Rise and Fall of RivetPics

In a land not so far away, in a time not so long ago, there was a very large kingdom called The Whorled. In the very middle of the kingdom was a huge castle where King Sharpmann lived with his family, friends, crusaders  and 70 million Minions. Outside the castle was a huge town where most of The Makers lived. The Makers created all sorts of beautiful things, wrote interesting stories and took wondrous photos. They captured them all and put them into big books which they would bring to the big town square every day. They would spread their books out on long tables so that everyone could look, talk about, and buy what they were seeing.

The Castle Minions enjoyed looking at the books, but were sad that they didn’t have a way to save and share the contents of The Maker’s books.  The King, who wanted happy Minions, invented a Copy Wand which he mass produced and distributed to all. The Minions only had to shake the wand  and utter the magic words, “Copyright be damned” and instantly they had an exact duplicate of any idea or image that The Makers had created.

The King decreed that these images should be called Rivets because they could be riveted to the tables in the town square. All this riveting would henceforth be called RivetPics. This activity kept The Minions busy, and it helped them to forget that they didn’t own many of things that were in the pictures. Even some of The Makers started using the wands, and much of the Whole Wide Whorled (or WWW as it was called) embraced the activity.

Inevitably though, the costs to run RivettPics increased so much that the King required an influx of capital. So he sent some of his Caped Crusaders off to the Dark Forest to ask for the help of the Wolf-like Investors who lived there. The Investors ears perked right up, and they said they would be more than happy to help the King with his creation, but they warned the King that when the Castle Tower Clock struck 2014,  the King would have to  start generating a significant return on their investment.

As 2014 drew nearer, the King decided that the way to profit from RivetPics was to tap into the Minion’s Mildly Moderate to Miniscule Wage.  He wasn’t quite sure how to do this, so he sent his crusaders on another mission. This time he sent them to Wallet Street, where they purchased a slightly used Monetization Strategy from Prince Mark for $9.95 a month plus tax. To kick start this marketing plan, the King created  Sponsored Rivets – which were promotions for certain rivets that came from a select group of Big Box Businesses  (BBB) that were willing to pay for this privilege.

These rivets were targeted to match the content that The Minions had riveted to the tables. The King hoped The Riveters wouldn’t notice that Sponsored Rivets  were really just slick advertising. The King need not have worried, for the Minions were enthusiastic about spending their wages to buy the things they had riveted to the tables.

Life was not so good for The Makers, however. The Riveters had gradually taken over many of the tables and this left less and less room for The Maker’s books. The Makers had started to think of these Rivets as screws, for in fact The Makers were being… well, you know what was happening to them. They had created all the original content, but they were receiving less and less attention for it, and were  receiving fewer and fewer bitcoins for their effort.

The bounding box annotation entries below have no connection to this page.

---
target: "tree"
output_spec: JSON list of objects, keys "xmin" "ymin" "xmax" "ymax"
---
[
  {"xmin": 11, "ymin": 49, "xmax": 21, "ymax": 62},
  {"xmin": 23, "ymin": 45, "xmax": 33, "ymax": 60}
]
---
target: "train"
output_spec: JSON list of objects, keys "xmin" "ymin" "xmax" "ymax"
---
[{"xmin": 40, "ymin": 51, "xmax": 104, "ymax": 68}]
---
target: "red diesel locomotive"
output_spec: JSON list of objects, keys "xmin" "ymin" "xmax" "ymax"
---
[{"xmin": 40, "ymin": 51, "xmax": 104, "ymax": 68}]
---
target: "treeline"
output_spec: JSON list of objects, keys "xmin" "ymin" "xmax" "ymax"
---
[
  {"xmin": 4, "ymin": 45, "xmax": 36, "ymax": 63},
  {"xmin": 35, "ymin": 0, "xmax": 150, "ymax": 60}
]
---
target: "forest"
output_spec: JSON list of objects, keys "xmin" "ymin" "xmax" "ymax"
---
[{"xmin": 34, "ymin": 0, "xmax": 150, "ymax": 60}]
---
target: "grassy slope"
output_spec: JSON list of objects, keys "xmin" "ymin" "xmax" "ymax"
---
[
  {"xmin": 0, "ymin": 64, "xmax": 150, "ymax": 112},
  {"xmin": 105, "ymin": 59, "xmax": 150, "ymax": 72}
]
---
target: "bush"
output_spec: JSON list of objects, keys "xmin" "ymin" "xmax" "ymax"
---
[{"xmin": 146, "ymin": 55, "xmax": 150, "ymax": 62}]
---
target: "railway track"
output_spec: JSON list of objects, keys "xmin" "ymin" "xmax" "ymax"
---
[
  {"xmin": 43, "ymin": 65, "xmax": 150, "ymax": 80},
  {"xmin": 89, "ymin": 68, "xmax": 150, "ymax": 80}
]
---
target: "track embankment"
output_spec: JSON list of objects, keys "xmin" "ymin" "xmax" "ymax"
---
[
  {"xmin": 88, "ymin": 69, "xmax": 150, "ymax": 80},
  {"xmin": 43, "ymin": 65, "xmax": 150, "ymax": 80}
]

In retaliation, The Makers removed all their books completely. The once never ending source of the Rivets dried up. With no new ideas, the Riveters gradually lost interest in RivetPics. Sales slumped, and the BBB’s pulled all their advertising. This would have been devastating to the King, except he had sold RivetPics to Gaaaaagle a few months earlier.

The End

Is this the future for Pinterest too?

6 thoughts on “Rise and Fall of RivetPics

  1. Very clever! In this world where you post a picture and somehow it’s on Google Images for people to take and use however they please, artists like you can’t be protected enough from having your rights honored. I use Google images to find zany pictures for my blog. I know they come from somewhere, but by the time they get to Google, they have been used by other people who nabbed them from somewhere else. I’ve tried finding the original sources and given up. I usually end up on another person’s blog, and they got it from who knows where.

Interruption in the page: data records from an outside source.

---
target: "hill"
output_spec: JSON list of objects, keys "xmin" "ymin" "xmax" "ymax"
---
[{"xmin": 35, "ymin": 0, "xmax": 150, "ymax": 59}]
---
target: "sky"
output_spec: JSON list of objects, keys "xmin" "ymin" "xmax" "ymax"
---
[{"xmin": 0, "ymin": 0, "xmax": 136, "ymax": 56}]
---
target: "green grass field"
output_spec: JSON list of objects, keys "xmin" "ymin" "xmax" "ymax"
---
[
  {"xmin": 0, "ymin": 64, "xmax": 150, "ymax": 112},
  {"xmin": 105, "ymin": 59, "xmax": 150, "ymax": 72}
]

    1. That is the problem, isn’t it. The images get sent so far from home that it is almost impossible to trace them back to the owner.
      You can, however, use Google to do an image search for you to see where else the image.


  2. Margie, I am mightily impressed. That is one wild and dead-on parable cum parody you’ve written. Creatives have always had to struggle to keep their work from being ripped off. Now the rip-off has become institutionalized, and even “nice people” now consider it their right to pilfer the work of others for their own use. It’s a tremendously demoralizing situation, and I wish I had a solution.

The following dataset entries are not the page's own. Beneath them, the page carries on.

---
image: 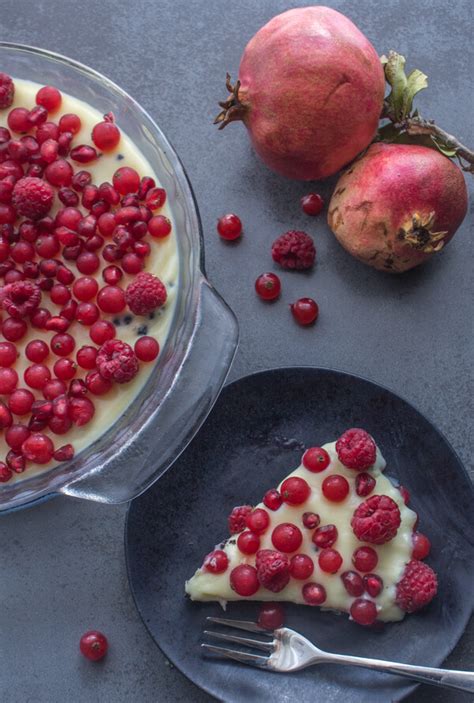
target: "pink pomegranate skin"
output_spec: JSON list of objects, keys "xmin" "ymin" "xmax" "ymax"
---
[
  {"xmin": 328, "ymin": 143, "xmax": 467, "ymax": 273},
  {"xmin": 233, "ymin": 6, "xmax": 385, "ymax": 180}
]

    Great post, you invested a lot of time and energy on a very tough topic that deserves a lot more attention. Well done.


    1. Thanks Mark. You can see from the comments that this post was not wildly successful with the crowd who normally drops by.
      While I am not in your league for creativeness, I can appreciate how upsetting it is to find your work on another site without your permission.


  3. When I first started blogging, I went straight to Google for images, but I’ve learned a bit since then and now when I’m looking for an image i go to: creative commons.

    There are fewer images available, but they have been marked as usable on blogs, although most require an attribution. That is something we should all happily do.


    1. I’m glad to hear you take the time to determine which images are available, and giving proper attribution. I think that is fair, given the effort that the image owner went to!